The prospective, randomized clinical study included 74 eyes; 36 eyes underwent microincision cataract surgery (MICS) with a 1.5-mm incision, and 38 eyes underwent small-incision cataract surgery (SICS) with a 3-mm incision. Mean patient age was 66.38 years. Anterior corneal topography was measured before surgery, and 3 and 6 months after surgery. Zernike aberrations were calculated for a 6-mm area centered on the pupil.

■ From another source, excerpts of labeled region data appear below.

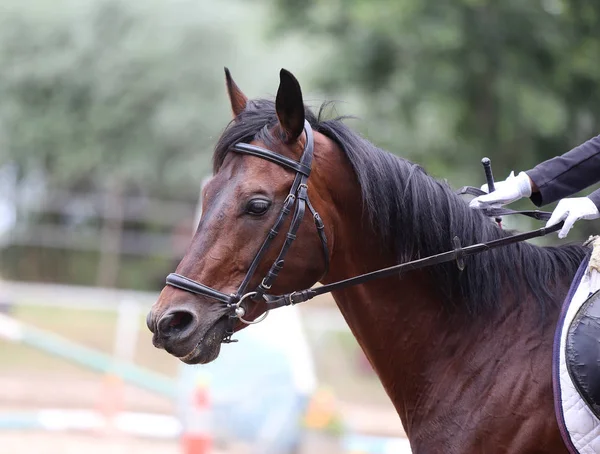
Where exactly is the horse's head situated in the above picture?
[147,70,331,364]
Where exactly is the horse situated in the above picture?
[147,69,586,454]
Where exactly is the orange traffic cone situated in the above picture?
[181,379,213,454]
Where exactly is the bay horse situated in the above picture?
[147,66,586,453]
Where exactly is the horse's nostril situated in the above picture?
[157,311,194,337]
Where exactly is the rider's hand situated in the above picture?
[469,172,531,209]
[546,197,600,238]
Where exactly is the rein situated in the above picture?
[267,218,564,309]
[166,121,564,343]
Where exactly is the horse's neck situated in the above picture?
[324,168,552,446]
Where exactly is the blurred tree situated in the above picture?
[274,0,600,188]
[0,0,237,195]
[0,0,322,286]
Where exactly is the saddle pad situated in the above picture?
[566,290,600,418]
[552,254,600,454]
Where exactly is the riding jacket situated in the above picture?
[525,135,600,210]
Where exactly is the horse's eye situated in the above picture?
[246,199,271,216]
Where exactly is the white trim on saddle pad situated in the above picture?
[552,237,600,454]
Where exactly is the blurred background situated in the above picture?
[0,0,600,454]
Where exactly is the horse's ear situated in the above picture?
[225,68,248,118]
[275,69,304,143]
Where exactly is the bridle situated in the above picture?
[166,121,563,343]
[167,121,329,343]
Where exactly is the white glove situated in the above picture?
[546,197,600,238]
[469,172,531,210]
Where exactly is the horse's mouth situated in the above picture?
[177,317,228,364]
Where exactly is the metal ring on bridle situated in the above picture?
[235,292,269,325]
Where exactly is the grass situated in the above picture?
[0,305,389,404]
[0,305,178,377]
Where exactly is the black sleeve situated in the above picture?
[526,136,600,209]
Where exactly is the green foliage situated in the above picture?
[0,0,318,197]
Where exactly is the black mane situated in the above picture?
[213,100,586,315]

Postoperatively, two Zernike aberrations, trefoil and tetrafoil, were significantly different from preoperative levels in the MICS group. Trefoil, tetrafoil, oblique astigmatism, secondary oblique astigmatism and vertical tetrafoil changed significantly in the SICS group.
Changes in the SICS group were significantly higher than in the MICS group in total root mean square (P = .007) and higher-order RMS (P = .023) of corneal wavefront aberrations. Higher RMS in the SICS group was attributed to increased oblique astigmatism.
"The results, therefore, indicate that surgically induced astigmatism depends on incision size," the study authors said.
The corneal incision size has a significant role in induction of higher-order aberrations. Smaller incisions induce lesser change in higher-order aberration profile. Although MICS and SICS can produce changes in corneal wavefront aberrations, the magnitude was significantly higher in SICS. The article shows the advantage of MICS over SICS and explains why incision size should be considered in evaluating postoperative induced aberrations after cataract surgery. This study shows that MICS can work as wavefront optimized treatment of refractive errors, which, along with aspheric IOLs in the future, will help in reducing the surgically induced changes in higher- order aberrations.